Dyed-in-the-wool fundamentalists, both Christian and atheist, find it particularly difficult to open their minds to what the best contemporary scholars are saying. Certainty of both faith and anti-faith depends on cherished ideas being fixed and unchangeable. This leads to dogmatic assertion, distortion and caricature at both ends of the spectrum.

Lloyd Geering’s just-published autobiography, Wrestling with God, stands in marked contrast to all that. He has continually been rethinking his understanding of God. As he says, “my personal experiences of life, together with my attempts to understand the changing culture around me, have shaped the way I think about God, while what I think about God has in turn helped to shape my life and supply it with meaning.”

It is a journey many will recognise (though not everyone will come to the same conclusions). That is not surprising, because one of the most profound changes in western culture over the past century has been the concept of God.

Geering says his earliest notion of God was similar to the traditional one – “a supernatural, spiritual being who thinks, plans, creates, and exercises ultimate cosmic control.”

By the end of his training as a Presbyterian minister, this had blurred somewhat. “Given the limited capacity of the human mind,” he says, “I argued to myself that God was the one reality that a person should be content to know little about. For me, ‘God’ was simply the name of the ultimate mystery of life.”

In the late 1960s, Geering read French Jesuit theologian Teilhard de Chardin’s book The Phenomenon of Man, and it spurred him to a radically new understanding. God became “not so much the maker of the world, the first cause or even the planner of the evolutionary process; rather, the mysterious process of an evolving universe is God.”

And again: ”Not only was I affirming the human origin of all thinking about God, but God was ceasing to be for me a knowable objective entity, and becoming more a symbolic word for the mystery of life and the spiritual values associated with that sense of mystery.”

By the 1990s this had evolved further. Geering says: “Whereas Christian tradition taught that God had not only created the world and humankind but had revealed to us his purpose in doing so, it was now becoming clear to me that the new knowledge we have gained in the modern world has reversed that order: we humans live in a cultural world of meaning (of which God is the central symbol) that we as a species have slowly constructed for ourselves.”

God was now “a verbal symbol inherited from our mythological past, a human concept we have created and used to find and express meaning in our collective and individual experience.” Christianity must therefore learn to do without an external, supernatural authority that controls history. “In a world come of age, we humans must now learn to accept full responsibility for our destiny.”
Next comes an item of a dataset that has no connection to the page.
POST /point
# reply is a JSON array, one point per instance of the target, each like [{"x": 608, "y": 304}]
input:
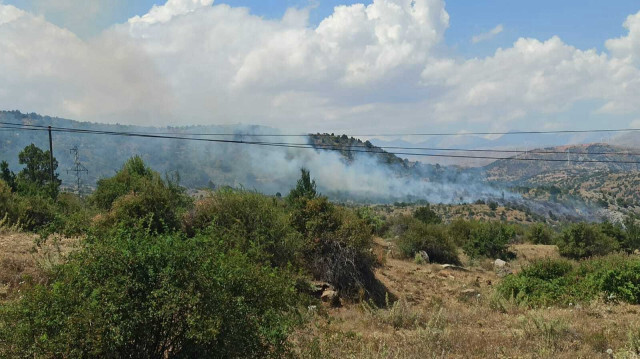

As for the individual, “each of us establishes a personal identity by finding meaning in human existence and a goal to live for – in other words, by finding and serving our God.” And further: “Just as each of us is a unique, individual person, so we each have our own unique way of interpreting life; we each conceive of God (if we choose to use that term) in a unique way. And clearly, people have been doing this ever since the term ‘God’ came into common use, even though they were not aware of it.”

Geering would never claim to have uttered the last word on his vast subject. But the stimulus he gives, even to those who disagree, is always towards a more mature way of thinking about God. That will be the lasting value of his book.

And one last pregnant comment: “The most awe-inspiring mystery in this vast universe is life itself.”